El Juicio Político a la Corte complica el avance de las leyes económicas de Sergio Massa

Juntos por el Cambio ha informado que no se dará quórum para tratar ningún proyecto mientras siga la embestida contra el Máximo Tribunal.

Con la esperanza de que el presidente Alberto Fernández convoque sesiones extraordinarias en el Congreso, la oposición ha agregado que no debatirá ninguna iniciativa del oficialismo mientras el Frente de Todos insista con el Juicio Político a la Corte. La decisión recayó en el ministro de Economía, Sergio Massa, quien pretende enviar y aprobar un paquete de medidas que generen ingresos de fondos.

«Mientras siga este atropello contra la Corte no vamos a prestar quórum y darle viabilidad a ningún proyecto que impulse el Gobierno Nacional o el Frente de Todos», afirmó en un comunicado de la Mesa Nacional de JxC.

El más afectado es Massa quien tiene un listado de ideas y proyectos en carpeta que necesita aprobación parlamentaria. Uno de los principales es el blanqueo («Declaración Voluntaria del Ahorro Argentino no Exteriorizado») con el que apuesta al ingreso de divisiones.

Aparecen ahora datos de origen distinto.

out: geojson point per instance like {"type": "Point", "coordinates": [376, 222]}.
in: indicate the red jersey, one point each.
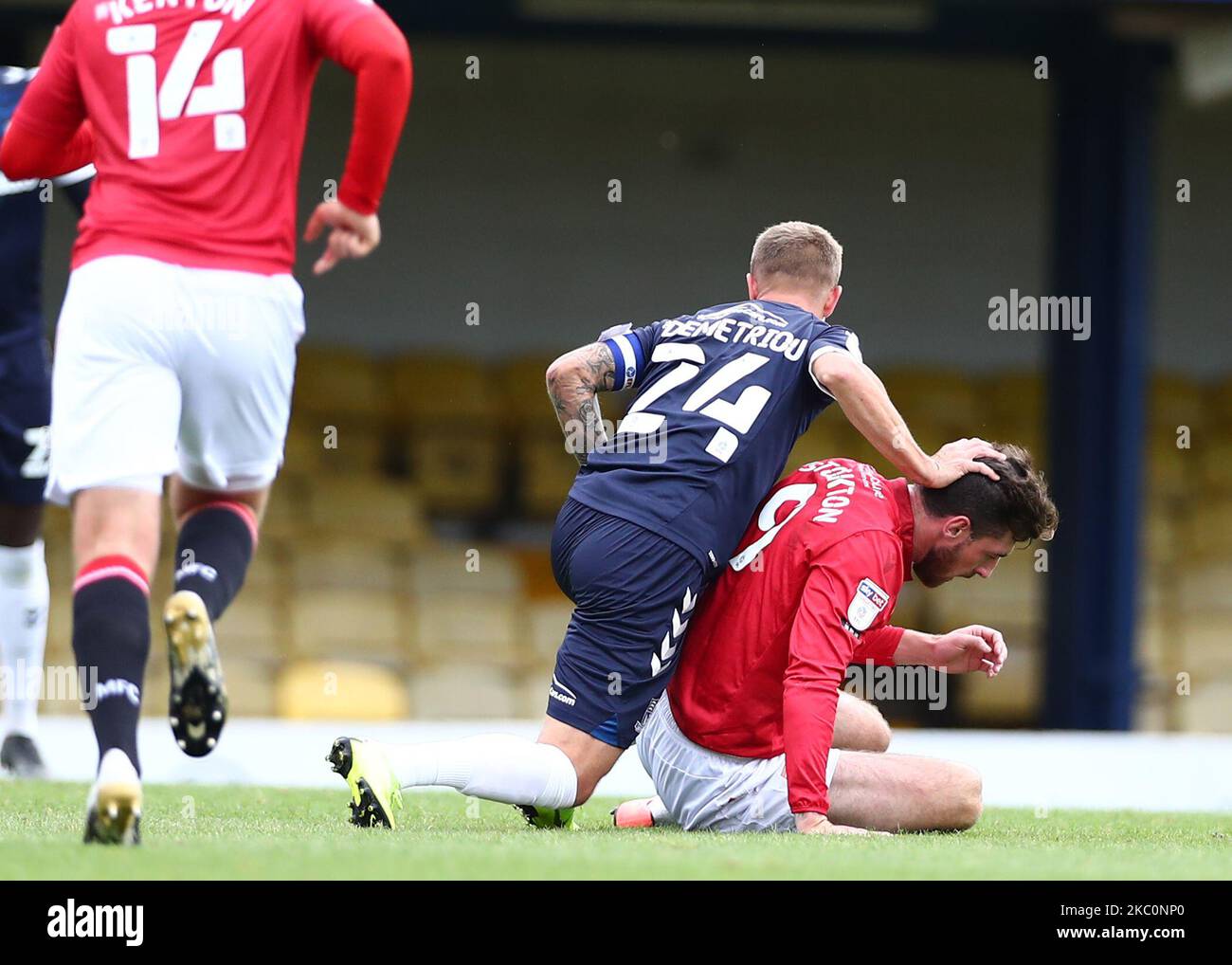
{"type": "Point", "coordinates": [198, 110]}
{"type": "Point", "coordinates": [811, 591]}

El texto aún no fue presentado en el Congreso, pero desde Economía habían difundido las bases del proyecto pena a quienes se sumen al blanqueo con una tasa del 2,5% al ​​7,5% depende cuánto tiempo tarden en declarar ya cambio recibirn algunos beneficios.

Como saben, existe la intención del Ministro de que el Congreso apruebe una suba de impuestos que le permita fondear el incremento de la coparticipacion para la Ciudad que dispuso la Corte en su fallo. Otra iniciativa que no fue enviada aún, pero se analiza una suba de la alícuota al juego on line y un impuesto a los bancos. La idea es por tanto $200.000 millones adicionales.

Por otra parte, como parte de la adquisición con el FMI, Massa se ha comprometido a devolver la ley Antilavado, con los parámetros exigidos por el Grupo de Acción Financiera Internacional (GAFI).

Como usted sabe, algunas Economías pretenden estimular cosas que promuevan incluso impuestos de beneficio e intercambios para promover la industrialización y exportación de Gas Natural Licuado (GNL) e Hidrógeno Verde. Y conseguir aprobar la ley de Agroindustria, que sí tiene estado parlamentario pero nunca avanzó en el debate.

Otro anuncio de iniciativa que debería tratarse en el Congreso y que el oficialismo podría incluir en extraordinarias es el proyecto llamado Monotecnología que apunta a que los trabajadores monotributistas del rubro tecnológico pueden facturar y cobrar en moneda extranjera.

Más proyectos de alfombras

Como si pocos, Massa anunció esta semana un nuevo proyecto para reformar el INDEC que planteó ese mar más independiente y descentralizado, que designe a sus autoridades con aguas abajo del Congreso, que amplíe el mandato y que adapte la «producción estadística a las nuevas prácticas internacionales».

A su vez, el tema que tiene media sanción del Senado y quedó pendiente de tratamiento en Diputados es el de la nueva moratorias temporales, una iniciativa de La Cámpora junto con la titular de ANSES, Fernanda Raverta, que apunta a que las personas que no cumplen con los años de aportes suficientes pueden acceder a la júbilo.

En la oposición reconocen que algunos de estos temas, como Agroindustria, estaban siendo conversados ​​con el sector massista para intentar desbloquearlos. Pero los hechos frenaron todo. En una de las últimas sesiones, por ejemplo, el bloque de Evolución Radical estaba dispuesto a acompañar la creación de universidades nacionales, que tampoco acompañarían si se incluyera en este contexto.

«Nada se acompañará porque (el juicio político a la Corte) nos parece prioridad número uno», coincide.

Lo cierto es que el tema del juicio político terminó de caldear el clima en Diputados. La Cámara surge de tres sesiones caídas en menos de un mes. Una de ellas levantó por el escándalo desatado entre las bancadas de JxC y el FdT, en el que los legisladores casi van a las manos.

Toda la tensión tiene que ver con temas ligados a la Justicia. El encontronazo primero se dio en torno a la designación de los consejeros de la Magistratura y después el anuncio del Gobierno de que no cumpliría el fallo de la Corte devolverle los fondos de la coparticipación a la Ciudad. Ahora el juicio que el Gobierno impulsa contra los jueces del Máximo Tribunal.